Hadoop Data Node Heartbeats Test

A 'heartbeat' is a signal sent between a DataNode and NameNode. This signal is taken as a sign of vitality. If there is no response to the signal, then it is understood that there are certain health issues/ technical problems with the DataNode or the TaskTracker.

The default heartbeat interval is 3 seconds. If the NameNode does not receive any heartbeats from a DataNode for a period of 10 minutes, then a 'Heartbeat Lost' condition occurs and the corresponding DataNode is deemed to be dead/unavailable.

To avoid the loss of heartbeats and the consequent failure of a DataNode, administrators must keep a close watch on the heartbeats sent by each DataNode to the NameNode, detect issues in the transmission of heartbeats, and clear the bottlenecks well before the configured timeout period expires and the DataNode is declared dead. This can be achieved using the Hadoop Data Node Heartbeats test!

This test monitors the heartbeats that each DataNode sends to the NameNode. In the process, the test reports the count of heartbeats that every DataNode sends during a measure period, the rate at which the heartbeats were sent, and the average time taken for the transmission. Alerts are promptly sent out if a DataNode does not send out any heartbeat or takes too much time to do so.
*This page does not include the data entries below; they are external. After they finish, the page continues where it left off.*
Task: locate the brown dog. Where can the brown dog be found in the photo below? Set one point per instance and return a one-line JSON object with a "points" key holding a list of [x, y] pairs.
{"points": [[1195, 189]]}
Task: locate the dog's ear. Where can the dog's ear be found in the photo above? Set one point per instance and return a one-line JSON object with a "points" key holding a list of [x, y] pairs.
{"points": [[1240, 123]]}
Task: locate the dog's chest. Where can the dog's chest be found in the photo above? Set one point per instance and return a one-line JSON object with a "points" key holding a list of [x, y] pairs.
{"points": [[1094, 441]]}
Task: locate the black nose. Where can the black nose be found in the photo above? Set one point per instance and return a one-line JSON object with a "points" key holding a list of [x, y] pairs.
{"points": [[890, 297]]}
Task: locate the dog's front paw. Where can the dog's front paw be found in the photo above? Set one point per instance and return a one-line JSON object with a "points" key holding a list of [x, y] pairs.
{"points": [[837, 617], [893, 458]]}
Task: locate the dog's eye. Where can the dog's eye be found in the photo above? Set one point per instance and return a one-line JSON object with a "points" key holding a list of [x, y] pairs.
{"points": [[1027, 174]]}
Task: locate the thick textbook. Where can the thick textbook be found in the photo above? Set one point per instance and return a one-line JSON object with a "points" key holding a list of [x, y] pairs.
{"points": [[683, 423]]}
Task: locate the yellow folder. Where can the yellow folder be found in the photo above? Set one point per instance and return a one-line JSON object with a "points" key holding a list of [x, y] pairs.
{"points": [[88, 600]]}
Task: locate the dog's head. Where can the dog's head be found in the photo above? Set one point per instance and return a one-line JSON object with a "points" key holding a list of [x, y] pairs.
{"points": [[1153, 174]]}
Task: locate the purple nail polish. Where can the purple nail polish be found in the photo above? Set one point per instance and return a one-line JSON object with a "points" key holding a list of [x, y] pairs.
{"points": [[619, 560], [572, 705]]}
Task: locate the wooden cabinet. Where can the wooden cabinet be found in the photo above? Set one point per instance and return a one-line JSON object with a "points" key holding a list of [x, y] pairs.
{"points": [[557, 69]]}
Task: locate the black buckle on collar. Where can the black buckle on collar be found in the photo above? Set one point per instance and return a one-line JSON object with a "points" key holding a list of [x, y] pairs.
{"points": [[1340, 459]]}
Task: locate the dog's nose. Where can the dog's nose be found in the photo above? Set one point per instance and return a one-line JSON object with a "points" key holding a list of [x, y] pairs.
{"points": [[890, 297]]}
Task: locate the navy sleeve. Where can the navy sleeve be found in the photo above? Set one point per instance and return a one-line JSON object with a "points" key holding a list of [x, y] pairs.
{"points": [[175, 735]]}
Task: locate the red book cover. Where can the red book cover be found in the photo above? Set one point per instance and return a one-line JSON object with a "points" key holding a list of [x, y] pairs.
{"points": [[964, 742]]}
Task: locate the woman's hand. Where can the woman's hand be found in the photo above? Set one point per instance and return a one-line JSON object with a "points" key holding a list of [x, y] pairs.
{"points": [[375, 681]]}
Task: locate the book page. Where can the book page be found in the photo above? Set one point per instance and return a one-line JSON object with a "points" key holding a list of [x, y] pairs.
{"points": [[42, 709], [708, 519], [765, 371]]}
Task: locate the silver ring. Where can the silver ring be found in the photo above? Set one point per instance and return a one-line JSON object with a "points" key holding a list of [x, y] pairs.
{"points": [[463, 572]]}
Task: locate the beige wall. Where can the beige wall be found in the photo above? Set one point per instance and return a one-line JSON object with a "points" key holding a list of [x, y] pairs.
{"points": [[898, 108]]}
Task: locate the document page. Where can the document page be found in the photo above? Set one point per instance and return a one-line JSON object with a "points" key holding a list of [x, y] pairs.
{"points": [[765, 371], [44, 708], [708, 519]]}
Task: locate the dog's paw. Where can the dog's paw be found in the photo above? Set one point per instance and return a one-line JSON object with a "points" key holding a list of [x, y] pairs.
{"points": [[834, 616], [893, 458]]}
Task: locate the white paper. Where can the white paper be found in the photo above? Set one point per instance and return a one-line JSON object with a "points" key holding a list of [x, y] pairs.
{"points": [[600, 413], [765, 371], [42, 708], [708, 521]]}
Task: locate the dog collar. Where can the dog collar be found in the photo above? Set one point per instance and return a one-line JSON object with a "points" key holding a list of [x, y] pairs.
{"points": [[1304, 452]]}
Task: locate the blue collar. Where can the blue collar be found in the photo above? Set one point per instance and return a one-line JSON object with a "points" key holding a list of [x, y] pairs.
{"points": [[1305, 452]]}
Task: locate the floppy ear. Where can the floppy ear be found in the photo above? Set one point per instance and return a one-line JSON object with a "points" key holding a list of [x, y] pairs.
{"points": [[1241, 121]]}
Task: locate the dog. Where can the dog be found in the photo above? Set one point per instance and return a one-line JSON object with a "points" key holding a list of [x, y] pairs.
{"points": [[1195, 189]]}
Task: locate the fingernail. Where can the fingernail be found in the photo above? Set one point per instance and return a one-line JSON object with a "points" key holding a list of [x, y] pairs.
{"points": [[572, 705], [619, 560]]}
This way, administrators can proactively detect problems in heartbeat communication and can resolve them before DataNodes die.

Target of the test : A Hadoop cluster

Agent deploying the test : A remote agent

Outputs of the test : One set of the results for each DataNode in the target Hadoop cluster

Configurable parameters for the test
Parameter Description

Test Period

How often should the test be executed.

Host

The IP address of the NameNode that processes client connections to the cluster. NameNode is the master node in the Apache Hadoop HDFS Architecture that maintains and manages the blocks present on the DataNodes (slave nodes). NameNode is a very highly available server that manages the File System Namespace and controls access to files by clients.

Port

The port at which the NameNode accepts client connections. NameNode is the master node in the Apache Hadoop HDFS Architecture that maintains and manages the blocks present on the DataNodes (slave nodes). NameNode is a very highly available server that manages the File System Namespace and controls access to files by clients. By default, the NameNode's client connection port is 8020.

Name Node Web Port

The eG agent collects metrics using Hadoop's WebHDFS REST API. While some of these API calls pull metrics from the NameNode, some others get metrics from the resource manager. NameNode is the master node in the Apache Hadoop HDFS Architecture that maintains and manages the blocks present on the DataNodes (slave nodes). NameNode is a very highly available server that manages the File System Namespace and controls access to files by clients. To run API commands on the NameNode and pull metrics, the eG agent needs access to the NameNode's web port.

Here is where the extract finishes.